Rose: Lonely pastors and the rest of us, too

At the risk of flattering the boss, I thought that Doug Hensley's column of May 1 was rich with opportunities for insight and reflection. There could be a dozen columns in further examining the issues raised but I will focus on just one. That is the Barna survey showing almost half of pastors are considering quitting the ministry. Nearly half of that group cites loneliness and isolation as part of the problem. These feelings are not limited to those considering other work. Almost a fifth of pastors committed to remaining also report feeling lonely and isolated.

Rose
Rose

This finding seems to make no sense. The core of social inclusiveness is knowing that others depend on you. There are few positions where that is as true as in the ministry.

The bonding of minister to congregation matches a service provider to a self-selected client base. At least in theory, people join a church because they hold a common set of values and beliefs with the denomination and each other. When friction emerges over practical issues like resource allocation, this mutual bond should be the touchstone that all parties can use to start to sort things out.

Burnout is still very real in both the ministry and all the other helping professions. Some grounding in traditional Eastern psychology, as well as modern Western social psychology, sheds light on why this is true.

Buddhism looks at each human being as a collection of potentials. The recently passed Vietnamese Zen master Thich Nhat Hanh used to like to talk about the mind/body as a seedbed. Each of us carries seeds in our psyche and physical body that come from  genetics and our life experiences.  Assuming only the normal amount of damage from the world’s rough edges, we carry seeds of love, compassion, generosity, sympathy, and friendship. Other seeds are genetic baggage from thousands of generations of living in a difficult and dangerous world, compounded with our own experience of being physically or psychologically wounded. These are the seeds of suspicion, anger, greed, selfishness, and despair.

Fortunately, not all seeds sprout. The purpose of spiritual practice is to develop a sufficient level of mindfulness so that we can recognize the seeds in ourselves and others. Then we can work on watering only those seeds that lead to happiness. We can never extract the seeds that have the potential to lead to unskillful behavior and suffering, but we can minimize their growth.

Western psychology recognizes that seeds don’t function in isolation from each other. They work in groups and these groups can solidify into habitual patterns of behavior that almost seem to create  separate people within ourselves. As the seed of compassion grows into a flourishing plant, it can fertilize the seed of friendship. If the seeds of despair and greed are watered into an active state, they can grow and fertilize the seed of anger.

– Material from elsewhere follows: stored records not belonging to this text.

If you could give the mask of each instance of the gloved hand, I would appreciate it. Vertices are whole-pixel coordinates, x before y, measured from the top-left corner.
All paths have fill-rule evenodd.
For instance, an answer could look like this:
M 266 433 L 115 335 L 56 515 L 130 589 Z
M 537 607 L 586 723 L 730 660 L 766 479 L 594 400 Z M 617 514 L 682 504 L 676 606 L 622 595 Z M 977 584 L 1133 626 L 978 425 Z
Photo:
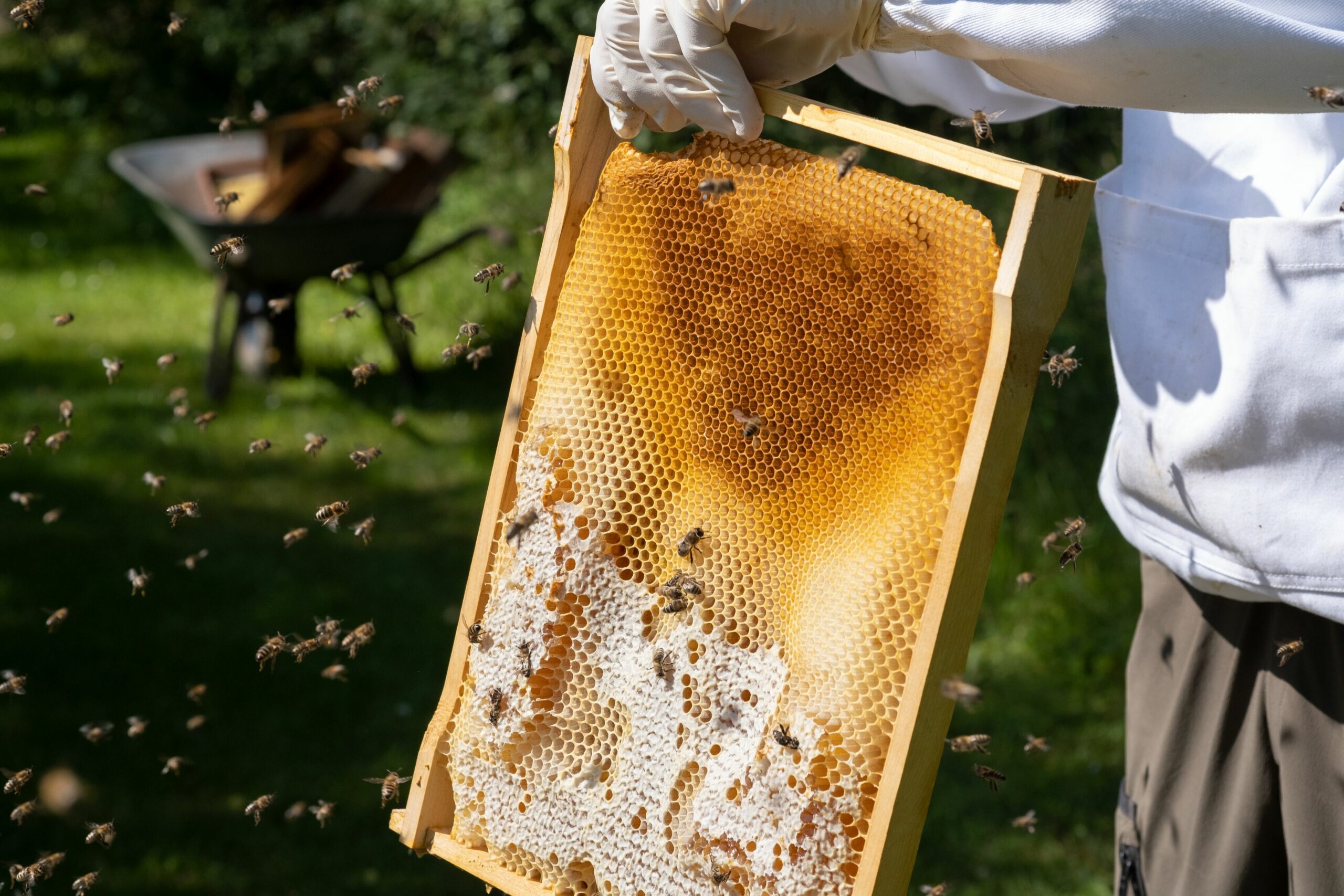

The growth from a group of related seeds forms a fairly durable corner of our psychological garden, or personality. Western humanistic psychology calls such corners “subpersonalities”. To grasp the idea, think of your personal psychology not as a single entity but as a family of entities constantly interacting with each other through a never-ending process of forming and breaking alliances. Your Fearful Self might team up with your Lazy Self to override your Compassionate Self, so that you never make that charitable commitment you were thinking about. Later, your Compassionate Self and your Generous Self might win the battle against your Suspicious Self. Then you send that nice check to the Ukrainian humanitarian relief organization even though you must admit you are not one hundred percent certain of their legitimacy.

The constant interplay of subpersonalities is not stilled by God’s grace on the day one is ordained as a pastor or hired as a teacher. One’s Leader and Shepherd subpersonalities might be totally immersed in  serving the pastoral community. At the same moment, other subpersonalities might be pushed into the shadows or even consciously suppressed as being unhelpful or inappropriate to one holding the roles of pastor or teacher. Like members of a family that don’t quite fit, these subpersonalities can then generate a profound sense of loneliness, isolation, and, potentially, harmful behavior.

Nothing “fixes” this problem.  It comes with the territory in the helping professions. But this normal lack of integration among the pieces of one’s identity can be deeply, if incompletely, healed by spiritual practices such as mindfulness meditation, which is exactly what such practices are designed to do.

The price of climbing any mountain is being forced to see the other mountains in the distance that may be beyond climbing or are still to be climbed. I have certainly had moments when I have questioned whether I was the right guy for the job---not just as a meditation teacher, but as a university professor, a husband, a son, a brother, a friend, and the list goes on.

In my more lucid moments, I see this as a good thing. Without acknowledging the potential power of our own destructive subpersonalities, where would we find the compassion to engage in peace work with the destructive aspects of the personalities of others? Progress and effectiveness begin when we realize that every healer is wounded and every vessel of goodness has one or more cracks in it. These are the places where the Light shines through.

Dr. Richard Rose is the program director for instructional design and technology at West Texas A&M University. The comments here represent his own opinions and not those of WTAMU.